Çünkü onların yanında süt dökmüş kediye dönerlerdi, onların gerçek yüzünü, Türklere duydukları o nefreti ve kini bilmezlerdi.
Bu terör sempatizanlarına karşı gelsek senin gibi bizlerde şehit olurduk Fırat, eminim.
Çünkü Türkçülerin arasına sızmış solcu-sazcı sözde aydın tipler vardı bizim üniversitemizde ve fişleniyordu Türkçü arkadaşlarımız.
Her pkk, dhkp-c sloganlarının atıldığı eylemde ''bunlar dışarıdan geldi.'' diyen tipler, PKK'lıların, DHKP-C'lilerin akrabası ya da kankasıydı.
Türk üniversiteleri adına hiçbir şey değişmedi Fırat.
Kürtçüler tarafından Türk üniversitelerinin esir alınmış olması rezilliği devam ediyor ve bu PKK'lılar en büyük desteği eli sazlı, Sahte Atatürkçü, y-CHP'ye gözü kapalı oy basan solculardan alıyorlar.
En kötüsü de ne biliyor musun Fırat?
Baroları, Mimarlar Odasını, Türk Tabipler birliğini, Kadın hakları, lgbt, küresel iklim krizi örgütlerini ele geçirdi bu zihniyet ve durmuyorlar, durmak bilmiyor Fırat.
Çok kötüyüm Fırat, çok kötüyüm çünkü sen etten kemikten bedenini bu ülke toprakları bölünmesin, Atatürk'ümüzün kurduğu Türkiye Cumhuriyetimizin birliği ve beraberliği bozulmasın, PKK'lılar gençlerimizi ideolojik tecavüzlerle asimile etmesin, Kürtçü yapmasın diye bir savaş verirken, y-CHP'li Sahte Atatürkçüler de bu insanlarla artık gizli değil, açık açık bir ittifak haline ülkemize ikinci bir çözüm süreci yaşatmaya çalışıyor.
Ne diyeceğimi bilemiyorum ama sen en cesurumuzdun, en yiğidimizdin seni aramızdan aldılar...
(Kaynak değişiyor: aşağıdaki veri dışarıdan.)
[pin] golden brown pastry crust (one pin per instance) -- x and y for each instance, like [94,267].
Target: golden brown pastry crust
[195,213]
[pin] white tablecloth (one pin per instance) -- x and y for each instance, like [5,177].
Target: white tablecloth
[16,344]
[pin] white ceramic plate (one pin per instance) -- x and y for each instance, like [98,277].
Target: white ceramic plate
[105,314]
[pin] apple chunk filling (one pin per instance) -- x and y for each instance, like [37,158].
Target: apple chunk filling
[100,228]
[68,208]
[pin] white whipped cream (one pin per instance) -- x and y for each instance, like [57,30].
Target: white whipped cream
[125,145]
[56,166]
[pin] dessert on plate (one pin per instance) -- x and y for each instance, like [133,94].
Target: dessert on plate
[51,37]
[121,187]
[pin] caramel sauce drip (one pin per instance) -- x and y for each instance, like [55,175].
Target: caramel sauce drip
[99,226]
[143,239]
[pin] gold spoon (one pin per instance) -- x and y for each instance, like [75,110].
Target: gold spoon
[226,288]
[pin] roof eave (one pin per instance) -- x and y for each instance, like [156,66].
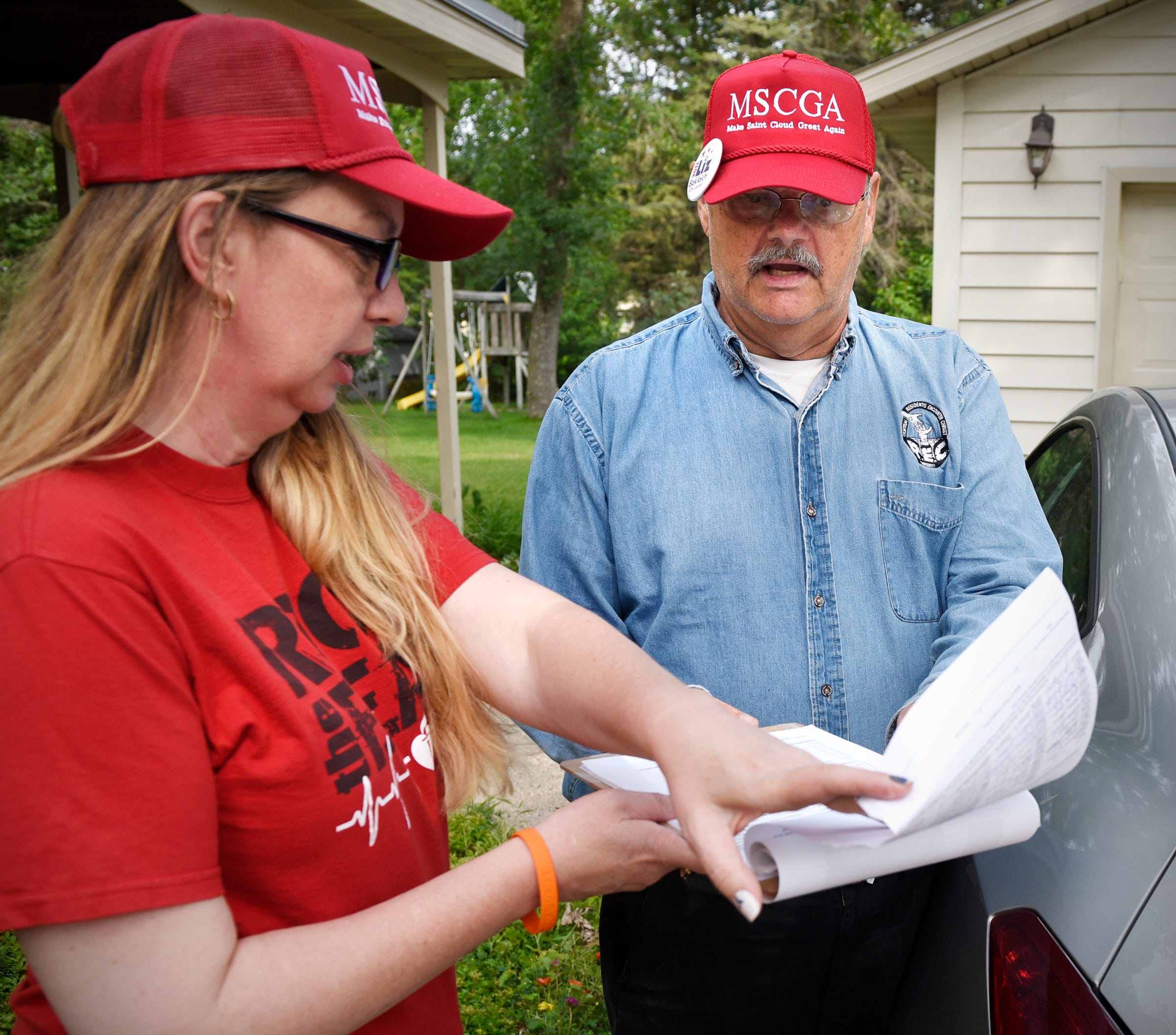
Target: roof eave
[991,38]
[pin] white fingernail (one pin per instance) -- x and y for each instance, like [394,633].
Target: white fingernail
[748,905]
Umarım ikinci bir çözüm süreci yaşatacak olan ve senin gibi en yiğitlerimizi, en cesurlarımızı aramızdan alacak olan bu kirli ittifaka karşı halkımız uyanır da, benzer şeyler yaşamayız Fırat.
Umarım.
Uçmağa vardığın gün kutlu olsun kardeşim benim...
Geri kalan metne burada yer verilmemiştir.